Schematic diagram of the tandem sequence of 11 vaccine candidate peptides and sequence analysis after connecting with different linkers. (A) Schematic diagram of tandem sequences of 11 vaccine candidate peptides. Peptides 897‐913 were predicted possible cross‐immunoprotection for SARS‐CoV and SARS‐CoV‐2. Peptides 371‐387 and 747‐771 contained easily mutated sites. (B) Amino acid composition, secondary structure composition, and solvent accessibility analysis of different vaccine candidate sequences

The analysis results of amino acid composition, secondary structure composition, and solvent accessibility of the candidate sequences are shown in Figure 2B. We found that the addition of different linkers changed the secondary structure composition of the proteins, especially the GPGPG and AAY linkers increased the Loop structure. Loops are irregular structures that connect two secondary structure elements in proteins, and they often play important roles in function, including enzyme reactions and ligand binding. 31 Moreover, the addition of linkers also changed the solvent accessibility of the proteins. The addition of these six linkers increased the solvent accessibility of the proteins, and all exposed more amino acids on the protein surface. The flexibility and antigenic index results of the sequences were shown in Figure 3. Compared with the results of no linker sequence, except for linker AAY, the addition of other linkers all increased the flexibility and antigenic index of the sequences.

Figure 3.

Figure 3

Analysis of flexibility and antigenic index of different vaccine candidate sequences

3.7. Functional analysis of vaccine candidate sequences

The prediction results of gene ontology terms of the sequences were shown in supplementary material Figure S2. The number of molecular function ontology and cell composition ontology of the protein sequences was changed by different linkers, and the specific results of molecular function ontology prediction for the sequences are shown in supplementary material Figure S3‐S9. However, protein sequences connected by different linkers had almost no effect on biological process ontology.

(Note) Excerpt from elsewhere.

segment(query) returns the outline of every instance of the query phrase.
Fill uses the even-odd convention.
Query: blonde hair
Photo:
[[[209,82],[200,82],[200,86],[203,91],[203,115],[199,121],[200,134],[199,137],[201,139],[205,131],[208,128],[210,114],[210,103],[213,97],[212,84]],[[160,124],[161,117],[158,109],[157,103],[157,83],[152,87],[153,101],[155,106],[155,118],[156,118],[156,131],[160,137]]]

Interestingly, the number of molecular function ontology or cell composition ontology of sequence with linker GGGGS and GPGPG was more than that of the other sequences, indicating that the use of GGGGS or GPGPG linker might increase some biological activities of the protein. However, the previous protein stability prediction showed that the protein with the GGGGS linker was unstable, so the GGGGS linker was not a good choice.

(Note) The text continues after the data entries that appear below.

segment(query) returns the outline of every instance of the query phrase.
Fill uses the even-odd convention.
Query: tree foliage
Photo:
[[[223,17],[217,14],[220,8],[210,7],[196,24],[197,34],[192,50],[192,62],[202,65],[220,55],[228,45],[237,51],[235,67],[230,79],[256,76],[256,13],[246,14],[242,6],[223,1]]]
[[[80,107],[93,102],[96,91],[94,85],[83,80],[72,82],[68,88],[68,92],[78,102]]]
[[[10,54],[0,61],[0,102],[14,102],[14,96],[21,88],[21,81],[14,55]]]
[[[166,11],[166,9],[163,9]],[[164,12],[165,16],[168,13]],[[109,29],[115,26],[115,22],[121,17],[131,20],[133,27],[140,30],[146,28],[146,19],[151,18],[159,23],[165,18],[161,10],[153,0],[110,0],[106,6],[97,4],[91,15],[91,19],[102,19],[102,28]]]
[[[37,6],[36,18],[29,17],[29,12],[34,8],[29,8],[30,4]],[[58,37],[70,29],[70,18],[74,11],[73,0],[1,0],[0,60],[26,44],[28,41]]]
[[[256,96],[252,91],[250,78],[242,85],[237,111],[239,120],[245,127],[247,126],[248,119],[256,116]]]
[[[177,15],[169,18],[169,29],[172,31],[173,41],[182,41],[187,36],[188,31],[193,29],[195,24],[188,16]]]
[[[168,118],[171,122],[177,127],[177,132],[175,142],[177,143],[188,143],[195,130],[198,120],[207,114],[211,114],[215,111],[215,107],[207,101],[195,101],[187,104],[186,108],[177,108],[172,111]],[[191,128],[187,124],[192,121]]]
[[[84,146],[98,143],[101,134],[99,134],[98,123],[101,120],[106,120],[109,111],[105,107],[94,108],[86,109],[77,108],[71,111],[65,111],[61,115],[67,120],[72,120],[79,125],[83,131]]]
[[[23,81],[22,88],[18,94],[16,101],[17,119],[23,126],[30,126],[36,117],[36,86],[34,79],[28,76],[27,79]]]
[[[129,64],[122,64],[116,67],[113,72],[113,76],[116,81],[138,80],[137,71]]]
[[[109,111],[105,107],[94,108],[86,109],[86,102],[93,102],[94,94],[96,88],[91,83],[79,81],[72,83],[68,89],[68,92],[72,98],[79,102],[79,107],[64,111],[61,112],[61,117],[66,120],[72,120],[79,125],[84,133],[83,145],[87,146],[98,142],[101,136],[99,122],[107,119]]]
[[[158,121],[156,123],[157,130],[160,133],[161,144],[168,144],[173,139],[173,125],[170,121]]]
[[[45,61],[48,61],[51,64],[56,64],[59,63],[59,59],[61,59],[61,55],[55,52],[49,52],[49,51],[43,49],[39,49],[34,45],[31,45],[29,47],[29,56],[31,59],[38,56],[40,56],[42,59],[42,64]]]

3.8. Comprehensive selection of vaccine candidate sequences

Based on the above analysis, the protein sequence with linker GGGGS was predicted to be unstable and the sequence with linker AAY was predicted to reduce the flexibility and antigenic index of the protein. Therefore, considering the secondary structure, flexibility, antigenic index, solvent accessibility, stability, and function prediction results of the sequences, we finally selected five sequences (without linker, with linker GGGSGGG, EAAAK, GPGPG, and KK, respectively) as the SARS‐CoV‐2 vaccine candidate sequences. These vaccine candidate sequences contained T‐ and B‐cell epitopes exposed on the surface of spike protein and the HLA molecules recognized by the epitopes had high population coverage rates. These sequences were predicted to be stable, with high antigenic index and good biological activity, especially the sequence linked by GPGPG.

4. DISCUSSION

At present, scientists all over the world are stepping up the research into the COVID‐19 vaccine. According to the Draft landscape of COVID‐19 candidate vaccines‐7 July 2020 published by the World Health Organization (WHO), 32 21 candidate vaccines of COVID‐19 had been approved for clinical trials. These included five RNA vaccines, four inactivated vaccines, four DNA vaccines, four protein subunit vaccines, three viral vector vaccines, and one plant‐derived virus‐like particle vaccine. The vaccine in this study belonged to the class of epitope vaccine and peptide vaccine, increasing the diversity of COVID‐19 vaccine types. Previous studies on vaccines for other infectious diseases showed that different types of vaccines had their own limitations. 33 In most cases, the immune effects of combining different types of vaccines were stronger than that of a single vaccine alone, 34 , 35 and this situation had also appeared in SARS‐CoV vaccine research. 36 , 37 Therefore, we recommend in future research and development of COVID‐19 vaccines, considering the diversity of vaccine types, combining the advantages and disadvantages of different types of vaccines, and using different vaccines for immunization, and carrying out research on heterologous prime‐boost vaccines.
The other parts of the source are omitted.